Where the Vision Meets Reality
BlackRock's regulated digital wallet is a compelling vision for the medium-to-long term. The economic logic is sound: tokenised assets that settle instantly, trade around the clock, and can be composed into portfolios without intermediary friction would be genuinely superior to the current system.
But the infrastructure gaps are real and will take years to close. Custody solutions need to mature. Identity and compliance infrastructure needs standardisation. Market structure for tokenised assets needs liquidity. Regulatory frameworks need to accommodate tokenised securities without sacrificing investor protection. And the interoperability problem needs a solution that works across jurisdictions and chains.
The IMF's own analysis of tokenisation trends, as we discussed in our coverage of their 2026 stablecoin commentary, acknowledges both the potential and the infrastructure gap. Institutional adoption will be gradual and uneven -- starting with simple, high-value use cases like tokenised treasuries and money market funds, and expanding over time as each layer of the infrastructure stack matures.
The $15 billion in tokenised real-world assets today is a proof of concept, not a market transformation. The transformation, if it comes, will require solving mundane infrastructure problems -- custody, compliance, settlement mechanics, liquidity -- that are far less exciting than the vision of a wallet for everything, but far more important.
Frequently Asked Questions
What does BlackRock mean by "a regulated digital wallet for everything"?

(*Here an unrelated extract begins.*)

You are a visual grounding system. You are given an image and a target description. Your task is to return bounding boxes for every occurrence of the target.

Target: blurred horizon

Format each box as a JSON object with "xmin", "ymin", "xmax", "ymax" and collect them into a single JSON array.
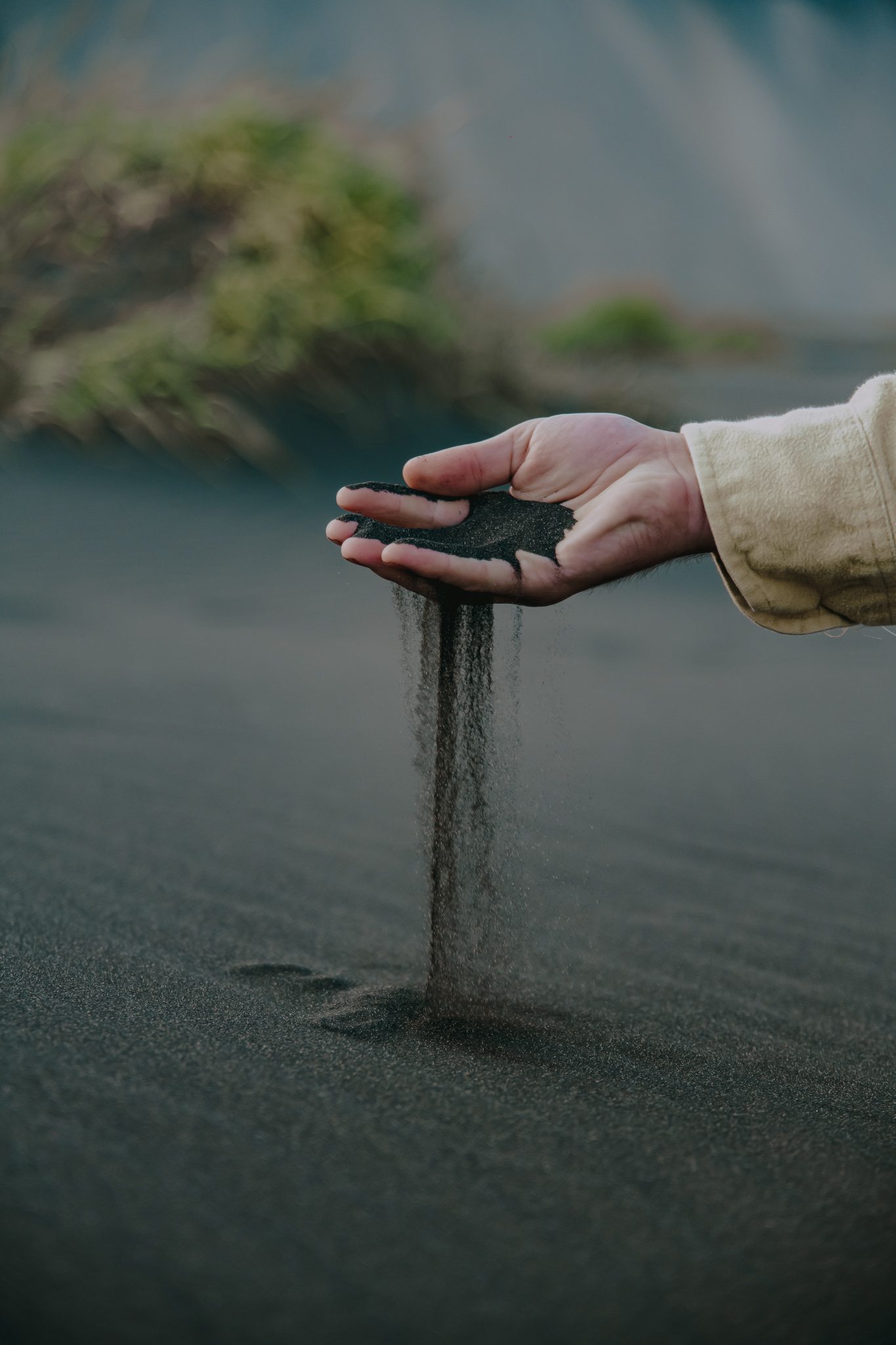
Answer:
[{"xmin": 7, "ymin": 0, "xmax": 896, "ymax": 336}]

BlackRock envisions a future where investors hold all financial assets -- equities, bonds, real estate, private credit, cash -- as tokens in a single regulated wallet, with instant settlement, 24/7 trading, and fractional ownership. This is explicitly a regulated vision with full KYC/AML compliance, not a permissionless crypto wallet.
What is the BUIDL fund?
BUIDL (BlackRock USD Institutional Digital Liquidity Fund) is a tokenised fund on the Ethereum blockchain that provides exposure to US Treasury securities. It has accumulated over $1.5 billion in assets and is the largest tokenised fund by AUM. Only whitelisted addresses can hold the tokens.
What is the difference between permissioned and permissionless tokenisation?

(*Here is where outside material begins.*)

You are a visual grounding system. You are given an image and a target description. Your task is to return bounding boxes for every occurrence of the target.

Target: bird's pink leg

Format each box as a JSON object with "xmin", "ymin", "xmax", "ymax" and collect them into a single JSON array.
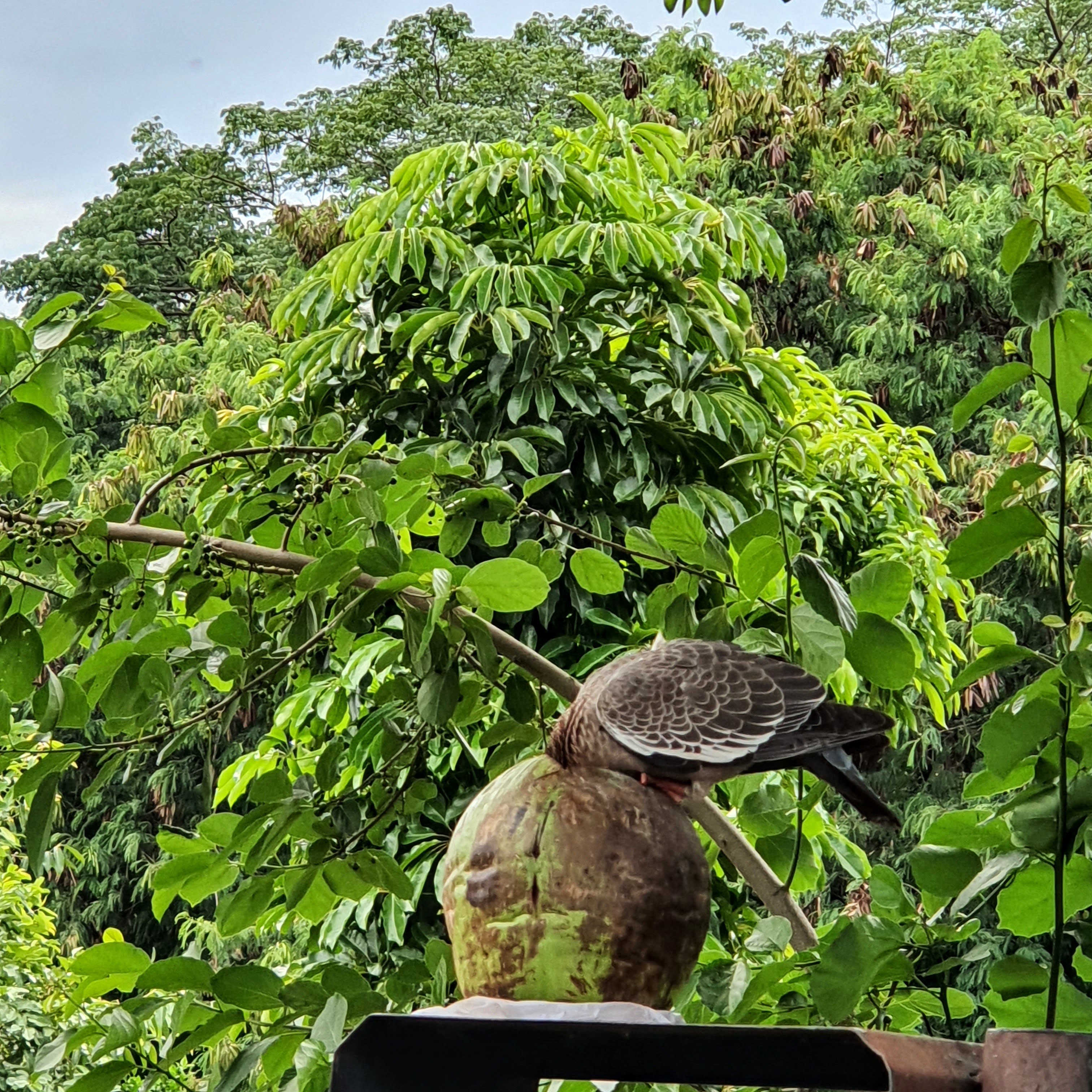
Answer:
[{"xmin": 641, "ymin": 773, "xmax": 690, "ymax": 804}]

Permissioned tokenisation restricts participation to approved entities, aligning with regulatory requirements but sacrificing the openness and composability of blockchain systems. Permissionless tokenisation allows any wallet to hold and trade tokens, offering broader accessibility but creating compliance challenges. Most institutional projects use hybrid approaches with public chain tokens and whitelisted access.
Why is interoperability a problem for tokenisation?
Tokenised assets on different blockchains cannot natively interact. A tokenised bond on Ethereum and a tokenised property on Avalanche exist in separate ecosystems. The "wallet for everything" vision requires seamless cross-chain operation, which current solutions (bridges, multi-chain issuance, abstraction layers) have not yet achieved at institutional grade.
What did the DTCC and Swift pilots show?
The DTCC's Project Ion demonstrated that blockchain settlement could achieve same-day (T+0) settlement for equities but identified the cash leg as a bottleneck. Swift's experiments showed that existing financial messaging infrastructure could coordinate tokenised asset transfers across different chains, suggesting an evolutionary rather than revolutionary adoption path.
Can retail investors access tokenised assets?
Some tokenised products (like tokenised treasury funds) are available to qualified investors. Fractional ownership through tokens could theoretically broaden retail access to institutional asset classes, but regulatory barriers like accredited investor rules still apply. Some jurisdictions (Singapore, UAE) have created sandboxes for broader retail access.